The Infrastructure Challenges of 5G – Frequency
There is a tremendous amount of excitement surrounding 5G and for very good reason. The new wireless network promises 100 times better capacity than 4G and brings with it faster download speeds and much lower latency.
The 5G we’re talking about is the actual fifth-generation wireless standard the industry is currently working on. It will require new hardware radios on cell site locations that support 5G, and it will not work with existing phones. A software update on today’s 4G LTE enabled phones will not simply upgrade it to 5G. 5G is truly the next generation of mobile communication and has the power to disrupt just about any industry.
Like any new technical advancement, 5G comes with some significant challenges and costs.
One of the challenges associated with 5G has to do with radio frequencies, particularly in the US.
Low-band frequencies (<1Ghz) can travel long distances and penetrate buildings but can only carry a limited amount of data. Mid-band frequencies (1Ghz – 6Ghz) can also travel fairly long distances but can carry a lot more data than low-band. Mid-band is quite appealing for 5G and is the frequency range used in today’s WiFi and some 4G. High-band frequencies (24Ghz – 100Ghz) can carry a substantial amount of data, but due to their shorter wave-length, travel shorter distances and are more susceptible to buildings and trees blocking the signal.
In the US, the wireless operators bid for available frequencies which are controlled by the FCC. In 2019, the FCC concluded three high-band auctions for licenses in the 24Ghz, 28Ghz, 37Ghz, 39Ghz and 47Ghz frequencies. As a result, early 5G rollouts in the US will mostly be in the high-band frequency offering fast downloads but limited coverage.
To combat the challenges associated with the high-band frequency, wireless operators in the US will need to build out a large number of nodes or “small cells” to ensure a blanket of 5G coverage. It’s estimated that over 800,000 small cells will be needed for 5G to be realized.

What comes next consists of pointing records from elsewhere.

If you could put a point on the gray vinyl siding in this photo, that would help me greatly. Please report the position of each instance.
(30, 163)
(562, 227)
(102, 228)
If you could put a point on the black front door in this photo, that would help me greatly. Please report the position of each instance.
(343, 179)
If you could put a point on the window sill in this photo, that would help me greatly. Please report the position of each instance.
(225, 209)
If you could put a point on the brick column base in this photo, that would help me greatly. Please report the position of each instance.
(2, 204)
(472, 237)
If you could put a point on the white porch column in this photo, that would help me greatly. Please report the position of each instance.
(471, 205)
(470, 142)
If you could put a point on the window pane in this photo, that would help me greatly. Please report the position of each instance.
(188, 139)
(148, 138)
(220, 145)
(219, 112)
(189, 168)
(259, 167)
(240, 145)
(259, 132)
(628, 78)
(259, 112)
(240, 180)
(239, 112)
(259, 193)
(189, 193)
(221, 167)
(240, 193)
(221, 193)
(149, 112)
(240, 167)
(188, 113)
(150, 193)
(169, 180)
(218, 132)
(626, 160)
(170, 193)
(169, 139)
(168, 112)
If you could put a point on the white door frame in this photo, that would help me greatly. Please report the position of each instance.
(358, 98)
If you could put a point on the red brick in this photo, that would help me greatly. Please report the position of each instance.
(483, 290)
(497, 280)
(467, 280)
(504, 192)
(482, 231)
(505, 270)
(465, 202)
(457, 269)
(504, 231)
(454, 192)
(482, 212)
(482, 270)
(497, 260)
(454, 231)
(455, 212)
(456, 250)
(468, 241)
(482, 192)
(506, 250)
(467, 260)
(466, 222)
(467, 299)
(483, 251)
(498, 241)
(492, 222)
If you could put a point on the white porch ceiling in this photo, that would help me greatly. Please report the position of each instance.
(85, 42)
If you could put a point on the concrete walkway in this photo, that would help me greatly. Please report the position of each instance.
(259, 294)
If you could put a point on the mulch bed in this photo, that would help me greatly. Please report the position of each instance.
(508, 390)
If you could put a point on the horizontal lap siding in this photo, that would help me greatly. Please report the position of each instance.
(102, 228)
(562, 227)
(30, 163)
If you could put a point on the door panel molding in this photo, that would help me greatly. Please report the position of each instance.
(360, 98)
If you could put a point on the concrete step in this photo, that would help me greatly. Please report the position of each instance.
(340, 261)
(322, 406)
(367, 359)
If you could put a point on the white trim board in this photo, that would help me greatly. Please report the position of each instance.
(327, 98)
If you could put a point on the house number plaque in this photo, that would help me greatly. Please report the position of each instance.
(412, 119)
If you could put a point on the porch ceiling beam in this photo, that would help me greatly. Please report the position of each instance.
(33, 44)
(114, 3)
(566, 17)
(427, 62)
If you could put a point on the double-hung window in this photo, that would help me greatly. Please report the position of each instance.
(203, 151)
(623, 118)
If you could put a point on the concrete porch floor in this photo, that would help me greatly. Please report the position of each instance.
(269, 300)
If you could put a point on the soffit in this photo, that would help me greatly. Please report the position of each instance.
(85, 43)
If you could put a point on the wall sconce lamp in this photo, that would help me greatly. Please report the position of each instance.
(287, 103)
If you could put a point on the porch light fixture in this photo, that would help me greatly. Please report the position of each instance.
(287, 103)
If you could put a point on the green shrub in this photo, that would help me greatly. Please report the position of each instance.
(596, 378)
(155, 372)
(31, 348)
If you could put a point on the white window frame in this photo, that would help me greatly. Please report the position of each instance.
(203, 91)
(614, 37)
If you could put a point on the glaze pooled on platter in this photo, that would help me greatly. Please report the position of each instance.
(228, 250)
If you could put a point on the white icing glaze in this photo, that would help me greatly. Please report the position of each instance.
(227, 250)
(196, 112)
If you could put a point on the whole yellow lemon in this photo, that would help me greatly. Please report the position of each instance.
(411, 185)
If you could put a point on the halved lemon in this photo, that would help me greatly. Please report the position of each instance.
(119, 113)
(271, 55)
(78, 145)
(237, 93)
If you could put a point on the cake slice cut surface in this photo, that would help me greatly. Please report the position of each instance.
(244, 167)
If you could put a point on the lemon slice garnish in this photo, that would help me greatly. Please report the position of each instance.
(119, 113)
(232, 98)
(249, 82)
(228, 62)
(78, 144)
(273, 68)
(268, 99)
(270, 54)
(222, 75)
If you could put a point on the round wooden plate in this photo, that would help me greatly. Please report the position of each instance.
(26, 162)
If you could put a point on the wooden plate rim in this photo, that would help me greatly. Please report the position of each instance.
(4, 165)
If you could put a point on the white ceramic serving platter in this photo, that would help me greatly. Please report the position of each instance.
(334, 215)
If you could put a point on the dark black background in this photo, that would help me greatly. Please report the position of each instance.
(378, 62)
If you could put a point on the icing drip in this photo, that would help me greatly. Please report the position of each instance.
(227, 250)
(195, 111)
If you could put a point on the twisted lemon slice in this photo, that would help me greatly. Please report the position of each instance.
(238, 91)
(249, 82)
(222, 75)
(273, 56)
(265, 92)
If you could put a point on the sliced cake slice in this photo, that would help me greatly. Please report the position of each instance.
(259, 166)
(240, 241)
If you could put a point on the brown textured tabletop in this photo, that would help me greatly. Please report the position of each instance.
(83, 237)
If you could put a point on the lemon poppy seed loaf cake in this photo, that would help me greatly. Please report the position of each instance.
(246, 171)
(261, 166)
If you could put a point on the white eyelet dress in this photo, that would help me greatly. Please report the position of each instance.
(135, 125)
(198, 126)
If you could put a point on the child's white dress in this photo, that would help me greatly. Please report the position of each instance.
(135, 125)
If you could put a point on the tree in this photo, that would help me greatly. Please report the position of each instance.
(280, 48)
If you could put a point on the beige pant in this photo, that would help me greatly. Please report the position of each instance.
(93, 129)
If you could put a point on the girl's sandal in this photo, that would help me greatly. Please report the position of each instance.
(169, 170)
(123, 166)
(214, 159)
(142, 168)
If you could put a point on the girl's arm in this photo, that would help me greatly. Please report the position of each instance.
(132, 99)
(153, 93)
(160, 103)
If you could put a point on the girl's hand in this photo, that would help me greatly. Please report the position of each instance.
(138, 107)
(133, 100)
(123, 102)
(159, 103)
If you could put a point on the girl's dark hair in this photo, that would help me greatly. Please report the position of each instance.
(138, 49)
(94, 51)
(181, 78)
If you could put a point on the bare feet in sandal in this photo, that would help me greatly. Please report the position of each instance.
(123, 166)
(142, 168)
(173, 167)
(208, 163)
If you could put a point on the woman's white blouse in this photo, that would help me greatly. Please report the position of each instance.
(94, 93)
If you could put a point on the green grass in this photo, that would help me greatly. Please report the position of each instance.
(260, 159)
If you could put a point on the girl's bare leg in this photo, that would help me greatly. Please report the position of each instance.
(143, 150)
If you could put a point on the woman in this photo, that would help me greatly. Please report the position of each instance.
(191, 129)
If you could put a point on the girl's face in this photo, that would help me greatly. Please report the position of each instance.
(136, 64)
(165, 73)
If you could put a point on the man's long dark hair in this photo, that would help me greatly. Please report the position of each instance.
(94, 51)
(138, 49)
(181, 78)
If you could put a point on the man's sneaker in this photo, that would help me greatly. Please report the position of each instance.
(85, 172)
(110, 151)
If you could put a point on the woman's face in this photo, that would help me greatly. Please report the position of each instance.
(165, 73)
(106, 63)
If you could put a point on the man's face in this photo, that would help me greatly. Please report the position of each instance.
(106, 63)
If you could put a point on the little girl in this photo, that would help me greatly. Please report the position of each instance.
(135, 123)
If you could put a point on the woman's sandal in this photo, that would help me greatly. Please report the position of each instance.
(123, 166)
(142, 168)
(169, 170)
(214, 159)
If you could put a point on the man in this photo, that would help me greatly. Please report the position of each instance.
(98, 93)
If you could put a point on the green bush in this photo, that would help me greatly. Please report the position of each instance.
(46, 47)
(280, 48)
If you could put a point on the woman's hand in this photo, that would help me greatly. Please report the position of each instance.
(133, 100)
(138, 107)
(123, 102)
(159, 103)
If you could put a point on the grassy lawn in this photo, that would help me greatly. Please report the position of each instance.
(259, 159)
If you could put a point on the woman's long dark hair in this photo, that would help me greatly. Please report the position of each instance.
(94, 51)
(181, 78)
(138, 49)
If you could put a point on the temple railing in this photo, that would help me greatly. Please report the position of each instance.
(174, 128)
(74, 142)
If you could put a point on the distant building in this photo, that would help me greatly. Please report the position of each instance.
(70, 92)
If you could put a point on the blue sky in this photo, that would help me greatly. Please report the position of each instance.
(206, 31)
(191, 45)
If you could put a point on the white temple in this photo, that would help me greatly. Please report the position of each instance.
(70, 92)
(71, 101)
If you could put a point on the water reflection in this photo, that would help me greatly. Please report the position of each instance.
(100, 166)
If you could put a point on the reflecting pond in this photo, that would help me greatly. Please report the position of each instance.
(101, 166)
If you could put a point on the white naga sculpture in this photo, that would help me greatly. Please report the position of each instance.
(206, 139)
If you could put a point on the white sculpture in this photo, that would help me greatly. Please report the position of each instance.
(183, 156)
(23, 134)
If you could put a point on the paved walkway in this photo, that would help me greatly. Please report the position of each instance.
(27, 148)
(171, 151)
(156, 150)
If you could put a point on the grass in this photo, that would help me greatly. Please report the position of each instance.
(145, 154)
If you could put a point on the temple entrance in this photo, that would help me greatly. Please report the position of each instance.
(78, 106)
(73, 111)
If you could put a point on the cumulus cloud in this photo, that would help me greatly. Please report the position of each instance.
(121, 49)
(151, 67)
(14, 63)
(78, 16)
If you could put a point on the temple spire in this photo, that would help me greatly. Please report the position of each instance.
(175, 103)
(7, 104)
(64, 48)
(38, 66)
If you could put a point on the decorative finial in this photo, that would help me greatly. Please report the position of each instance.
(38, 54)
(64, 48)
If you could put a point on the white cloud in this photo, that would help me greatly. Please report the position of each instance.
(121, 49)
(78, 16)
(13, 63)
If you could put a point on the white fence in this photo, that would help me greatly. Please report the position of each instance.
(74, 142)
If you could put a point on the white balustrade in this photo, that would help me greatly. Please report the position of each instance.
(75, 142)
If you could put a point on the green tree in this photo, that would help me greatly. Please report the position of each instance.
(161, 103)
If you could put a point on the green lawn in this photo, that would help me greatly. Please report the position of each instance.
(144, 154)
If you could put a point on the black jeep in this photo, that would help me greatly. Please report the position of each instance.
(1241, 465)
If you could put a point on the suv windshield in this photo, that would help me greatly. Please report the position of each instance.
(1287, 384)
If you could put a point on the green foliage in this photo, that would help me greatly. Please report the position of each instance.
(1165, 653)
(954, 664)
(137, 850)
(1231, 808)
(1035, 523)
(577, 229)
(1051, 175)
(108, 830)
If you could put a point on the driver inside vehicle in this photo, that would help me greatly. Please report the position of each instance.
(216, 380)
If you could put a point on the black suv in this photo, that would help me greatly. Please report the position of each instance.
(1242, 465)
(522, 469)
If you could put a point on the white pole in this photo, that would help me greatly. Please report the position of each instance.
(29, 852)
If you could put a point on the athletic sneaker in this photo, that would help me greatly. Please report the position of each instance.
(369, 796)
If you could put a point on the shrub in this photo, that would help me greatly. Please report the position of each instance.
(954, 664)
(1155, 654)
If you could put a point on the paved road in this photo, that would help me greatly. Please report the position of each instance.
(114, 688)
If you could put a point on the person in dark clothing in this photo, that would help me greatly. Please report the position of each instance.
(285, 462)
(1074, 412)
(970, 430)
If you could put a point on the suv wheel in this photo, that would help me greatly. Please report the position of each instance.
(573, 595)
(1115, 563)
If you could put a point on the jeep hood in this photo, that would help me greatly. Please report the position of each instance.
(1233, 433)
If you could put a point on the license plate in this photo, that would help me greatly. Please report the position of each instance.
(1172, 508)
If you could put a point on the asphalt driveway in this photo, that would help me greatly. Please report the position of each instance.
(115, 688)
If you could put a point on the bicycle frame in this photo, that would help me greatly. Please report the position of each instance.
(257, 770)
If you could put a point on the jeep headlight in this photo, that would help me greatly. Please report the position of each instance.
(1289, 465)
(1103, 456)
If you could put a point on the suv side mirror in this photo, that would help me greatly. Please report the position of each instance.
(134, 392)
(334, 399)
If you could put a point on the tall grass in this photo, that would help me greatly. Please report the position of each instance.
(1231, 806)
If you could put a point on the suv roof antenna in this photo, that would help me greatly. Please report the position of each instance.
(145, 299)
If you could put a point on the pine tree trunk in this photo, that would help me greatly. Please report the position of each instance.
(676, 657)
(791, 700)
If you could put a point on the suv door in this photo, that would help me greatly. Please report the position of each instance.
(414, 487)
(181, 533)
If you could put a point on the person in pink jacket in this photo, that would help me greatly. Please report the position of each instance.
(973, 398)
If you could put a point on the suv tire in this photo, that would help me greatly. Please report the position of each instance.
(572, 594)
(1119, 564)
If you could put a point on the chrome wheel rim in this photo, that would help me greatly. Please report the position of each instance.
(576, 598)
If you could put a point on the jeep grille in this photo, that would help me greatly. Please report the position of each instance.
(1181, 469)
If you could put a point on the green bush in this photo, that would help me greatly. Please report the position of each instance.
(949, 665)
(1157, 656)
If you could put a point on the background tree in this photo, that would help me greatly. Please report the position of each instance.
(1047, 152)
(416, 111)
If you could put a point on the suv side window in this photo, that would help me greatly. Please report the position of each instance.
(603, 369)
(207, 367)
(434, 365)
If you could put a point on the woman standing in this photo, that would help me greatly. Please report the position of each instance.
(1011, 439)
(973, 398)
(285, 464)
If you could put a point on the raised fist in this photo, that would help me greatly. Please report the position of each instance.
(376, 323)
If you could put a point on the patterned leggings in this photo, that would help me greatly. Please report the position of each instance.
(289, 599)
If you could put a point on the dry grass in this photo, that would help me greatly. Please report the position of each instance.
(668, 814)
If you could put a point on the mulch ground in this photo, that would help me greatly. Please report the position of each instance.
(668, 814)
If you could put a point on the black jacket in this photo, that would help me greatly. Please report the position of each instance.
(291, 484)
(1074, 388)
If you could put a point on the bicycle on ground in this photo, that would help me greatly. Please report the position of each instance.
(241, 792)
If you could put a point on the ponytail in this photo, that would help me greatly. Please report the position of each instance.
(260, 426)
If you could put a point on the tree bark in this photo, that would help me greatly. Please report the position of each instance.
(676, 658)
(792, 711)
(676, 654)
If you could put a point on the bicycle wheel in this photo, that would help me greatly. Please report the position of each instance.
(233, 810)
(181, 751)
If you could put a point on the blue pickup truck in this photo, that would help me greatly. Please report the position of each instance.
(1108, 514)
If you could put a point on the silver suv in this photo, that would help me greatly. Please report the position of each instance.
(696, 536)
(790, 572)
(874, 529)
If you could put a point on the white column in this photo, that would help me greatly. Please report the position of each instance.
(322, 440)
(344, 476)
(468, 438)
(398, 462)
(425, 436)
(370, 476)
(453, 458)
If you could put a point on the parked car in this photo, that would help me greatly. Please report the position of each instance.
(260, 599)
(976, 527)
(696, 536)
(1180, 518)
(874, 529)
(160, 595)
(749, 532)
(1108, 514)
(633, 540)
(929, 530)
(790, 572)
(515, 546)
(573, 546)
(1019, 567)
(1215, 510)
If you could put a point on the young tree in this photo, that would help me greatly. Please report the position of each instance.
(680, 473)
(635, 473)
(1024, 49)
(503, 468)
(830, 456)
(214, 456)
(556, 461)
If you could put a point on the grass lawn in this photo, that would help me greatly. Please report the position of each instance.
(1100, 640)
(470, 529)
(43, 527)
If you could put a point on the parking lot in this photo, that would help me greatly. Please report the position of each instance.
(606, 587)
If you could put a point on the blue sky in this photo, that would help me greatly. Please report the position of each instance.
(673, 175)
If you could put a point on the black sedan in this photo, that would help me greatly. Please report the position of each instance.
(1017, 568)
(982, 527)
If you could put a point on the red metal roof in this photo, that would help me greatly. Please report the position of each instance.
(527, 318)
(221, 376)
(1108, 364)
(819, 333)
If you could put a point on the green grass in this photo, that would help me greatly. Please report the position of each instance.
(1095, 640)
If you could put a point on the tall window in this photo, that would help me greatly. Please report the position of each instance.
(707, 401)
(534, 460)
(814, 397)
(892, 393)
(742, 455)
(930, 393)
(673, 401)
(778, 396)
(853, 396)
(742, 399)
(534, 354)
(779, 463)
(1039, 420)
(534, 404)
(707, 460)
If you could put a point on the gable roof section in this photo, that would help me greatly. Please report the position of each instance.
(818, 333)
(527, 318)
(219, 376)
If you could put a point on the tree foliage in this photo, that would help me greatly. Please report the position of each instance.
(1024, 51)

Within the wireless industry, mid-band 5G is being regarded as the “sweet spot” for the balance between 5G coverage and performance, assuming users are within a couple of miles of the cell site. Some US wireless operators will also leverage low-band frequency for their 5G signal providing broader coverage. The downside with the low-band 5G is it won’t be anywhere near as fast as mid-band or high-band 5G, and will likely be subject to LTE-like latency.
Unlike in the US, European wireless operators have more access to the mid-band range in the frequency spectrum. This access allows them to build 5G networks that balance higher data speeds with reasonable coverage with less need for small cells.
As two of the major advantages of 5G are greater speed and reduced latency, it’s likely we’ll see a multi-pronged approach from the wireless operators for 5G. The low-band will be used as a blanket for broad coverage, especially in more rural areas; available mid-band will be used for everyday 5G and high-speed service such as home broadband; and some high-band for high-capacity and ultra-fast download speeds in dense urban areas. Not all operators have the same mix of frequencies between low-band, mid-band, and high-band, and therefore their 5G rollouts will be different.
With all the excitement surrounding 5G, let’s not forget that 4G will continue to be the primary wireless network in the US for the next five years. Wireless operators will continue to enhance their LTE networks while they simultaneously invest in 5G buildouts.
While 4G and 5G networks are vastly different from one another, one commonality is they both require real estate for the cell sites. Additional cell sites are being developed for the continued expansion of 4G LTE networks, and 5G will require many more cell sites, especially within metro areas. A combination of towers, rooftop antennas, indoor and outdoor systems, and small cell solutions will need to be developed and optimized for 5G to become a reality.